42. In R v Rashid Yahya [2017] EWCA Crim 2, [2017] 1 CrAppR 25 , the court similarly emphasised the need for the advocates to ensure that the case is presented in a readily comprehensible way, particularly as to how the evidence is elicited. The competence expected of the advocates includes:
i. "80. […] the ability to ask questions without using tag questions, by using short and simple sentences, by using easy to understand language, by ensuring that questions and sentences were grammatically simple, by using open ended prompts to elicit further information and by avoiding the use of tone of voice to imply an answer […]""
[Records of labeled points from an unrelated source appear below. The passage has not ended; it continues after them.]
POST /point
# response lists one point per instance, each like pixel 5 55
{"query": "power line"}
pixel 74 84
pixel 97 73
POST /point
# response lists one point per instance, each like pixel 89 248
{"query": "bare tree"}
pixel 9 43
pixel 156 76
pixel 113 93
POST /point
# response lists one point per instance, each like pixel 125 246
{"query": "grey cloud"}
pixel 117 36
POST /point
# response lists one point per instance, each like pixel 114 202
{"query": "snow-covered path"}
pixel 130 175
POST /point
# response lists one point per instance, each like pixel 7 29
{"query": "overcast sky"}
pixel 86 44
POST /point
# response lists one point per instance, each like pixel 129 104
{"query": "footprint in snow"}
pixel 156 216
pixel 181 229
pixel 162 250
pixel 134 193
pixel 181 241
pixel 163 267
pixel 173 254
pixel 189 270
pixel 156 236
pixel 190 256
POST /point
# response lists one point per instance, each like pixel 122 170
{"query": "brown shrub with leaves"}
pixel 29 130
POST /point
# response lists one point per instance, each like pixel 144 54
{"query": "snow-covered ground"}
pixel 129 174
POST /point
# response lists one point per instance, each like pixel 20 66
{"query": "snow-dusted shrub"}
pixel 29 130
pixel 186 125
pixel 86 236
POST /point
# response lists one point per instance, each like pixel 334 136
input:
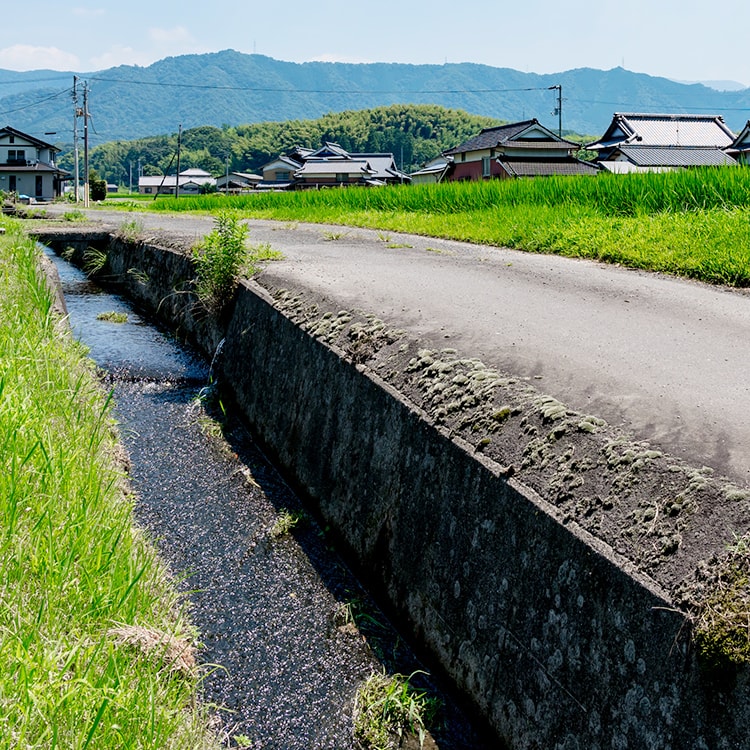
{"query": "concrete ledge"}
pixel 559 641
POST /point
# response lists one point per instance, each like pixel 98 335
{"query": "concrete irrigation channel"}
pixel 525 458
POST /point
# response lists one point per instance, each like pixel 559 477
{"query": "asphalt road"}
pixel 668 360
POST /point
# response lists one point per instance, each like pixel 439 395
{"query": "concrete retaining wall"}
pixel 560 644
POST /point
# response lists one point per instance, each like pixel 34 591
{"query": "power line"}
pixel 287 90
pixel 37 103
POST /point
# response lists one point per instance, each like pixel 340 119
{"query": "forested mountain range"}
pixel 413 133
pixel 231 88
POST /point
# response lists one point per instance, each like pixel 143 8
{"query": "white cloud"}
pixel 88 12
pixel 179 35
pixel 29 57
pixel 119 54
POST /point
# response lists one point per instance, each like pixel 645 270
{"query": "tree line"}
pixel 414 134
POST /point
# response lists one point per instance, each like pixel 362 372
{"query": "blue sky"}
pixel 670 38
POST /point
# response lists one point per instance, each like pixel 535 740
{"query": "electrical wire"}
pixel 287 90
pixel 37 103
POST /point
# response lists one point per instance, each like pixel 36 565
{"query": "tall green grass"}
pixel 620 195
pixel 88 617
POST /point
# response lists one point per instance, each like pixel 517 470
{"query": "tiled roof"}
pixel 38 167
pixel 546 167
pixel 491 137
pixel 337 166
pixel 527 143
pixel 665 130
pixel 655 156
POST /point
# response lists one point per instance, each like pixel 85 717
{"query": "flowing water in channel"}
pixel 274 612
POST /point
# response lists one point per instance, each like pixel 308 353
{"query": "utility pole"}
pixel 76 114
pixel 179 146
pixel 558 109
pixel 86 144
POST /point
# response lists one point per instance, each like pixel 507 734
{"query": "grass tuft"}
pixel 388 708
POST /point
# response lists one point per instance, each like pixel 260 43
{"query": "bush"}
pixel 218 260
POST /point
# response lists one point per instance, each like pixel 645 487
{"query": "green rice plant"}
pixel 95 646
pixel 131 230
pixel 74 215
pixel 218 260
pixel 387 708
pixel 692 222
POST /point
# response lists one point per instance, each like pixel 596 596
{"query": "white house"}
pixel 27 166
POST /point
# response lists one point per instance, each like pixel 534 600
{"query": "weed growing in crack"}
pixel 287 521
pixel 387 708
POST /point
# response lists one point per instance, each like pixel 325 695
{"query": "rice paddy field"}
pixel 95 650
pixel 693 223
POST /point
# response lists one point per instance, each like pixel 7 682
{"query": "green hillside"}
pixel 413 133
pixel 231 88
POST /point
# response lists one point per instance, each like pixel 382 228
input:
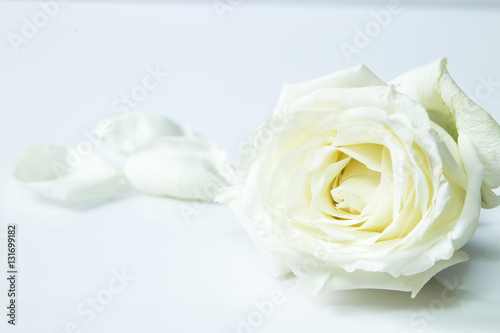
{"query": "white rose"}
pixel 356 183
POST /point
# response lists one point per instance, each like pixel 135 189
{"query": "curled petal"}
pixel 448 106
pixel 132 131
pixel 56 174
pixel 181 167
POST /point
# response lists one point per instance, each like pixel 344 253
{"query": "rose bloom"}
pixel 358 183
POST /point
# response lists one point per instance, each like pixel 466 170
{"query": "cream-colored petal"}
pixel 54 173
pixel 448 106
pixel 181 167
pixel 132 131
pixel 321 278
pixel 359 76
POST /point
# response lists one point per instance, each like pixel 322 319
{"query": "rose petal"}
pixel 448 106
pixel 181 167
pixel 49 171
pixel 132 131
pixel 359 76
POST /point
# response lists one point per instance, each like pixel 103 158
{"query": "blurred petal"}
pixel 356 77
pixel 132 131
pixel 50 171
pixel 181 167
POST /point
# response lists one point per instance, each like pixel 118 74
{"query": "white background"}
pixel 201 273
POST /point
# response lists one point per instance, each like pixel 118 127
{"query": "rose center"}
pixel 354 187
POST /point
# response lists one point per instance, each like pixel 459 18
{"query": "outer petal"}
pixel 432 86
pixel 325 278
pixel 45 169
pixel 181 167
pixel 132 131
pixel 356 77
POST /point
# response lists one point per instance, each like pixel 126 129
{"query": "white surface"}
pixel 202 274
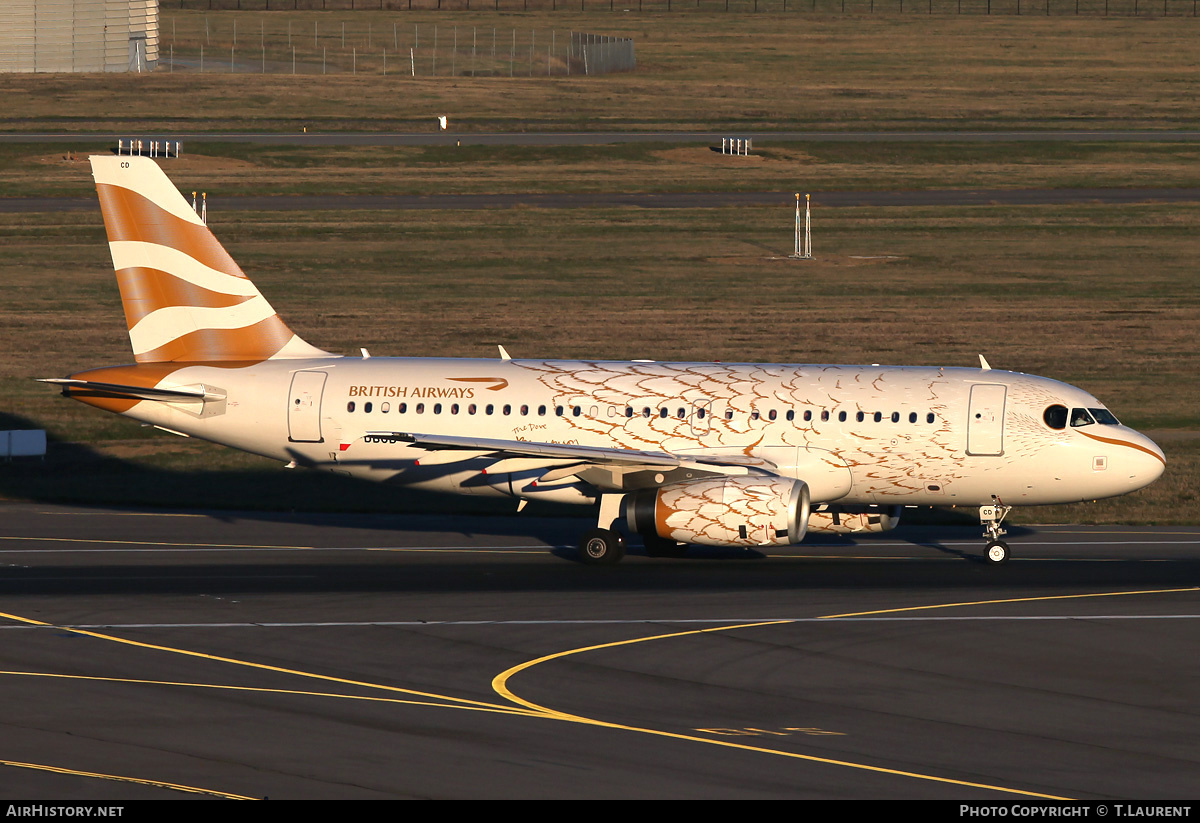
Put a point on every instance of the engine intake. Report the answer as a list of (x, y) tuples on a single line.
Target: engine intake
[(724, 511)]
a. It will be "exceptionally rare" for an order for an intermediary to be appointed for a whole trial. Intermediaries are not to be appointed on a "just in case" basis. Thomas [36]. This is notable because in the family justice system it appears to be common for intermediaries to be appointed for the whole trial. However, it is clear from this passage that a judge appointing an intermediary should consider very carefully whether a whole trial order is justified, and not make such an order simply because they are asked to do so.
b. The judge must give careful consideration not merely to the circumstances of the individual but also to the facts and issues in the case, Thomas [36];
c. Intermediaries should only be appointed if there are "compelling" reasons to do so, Thomas [37]. An intermediary should not be appointed simply because the process "would be improved"; R v Cox [2012] EWCA Crim 549 at [29];
d. In determining whether to appoint an intermediary the Judge must have regard to whether there are other adaptations which will sufficiently meet the need to ensure that the defendant can effectively participate in the trial, Thomas [37];
e. The application must be considered carefully and with sensitivity, but the recommendation by an expert for an intermediary is not determinative. The decision is always one for the judge, Thomas [38];
f. If every effort has been made to identify an intermediary but none has been found, it would be unusual (indeed it is suggested very unusual) for a case to be adjourned because of the lack of an intermediary, Cox [30];
g. At [21] in Cox the Court of Appeal set out some steps that can be taken to assist the individual to ensure effective participation where no intermediary is appointed. These include having breaks in the evidence, and importantly ensuring that "evidence is adduced in very shortly phrased questions" and witnesses are asked to give their "answers in short sentences". This was emphasised by the Court of Appeal in R v Rashid (Yahya) [2017] 1 WLR 2449.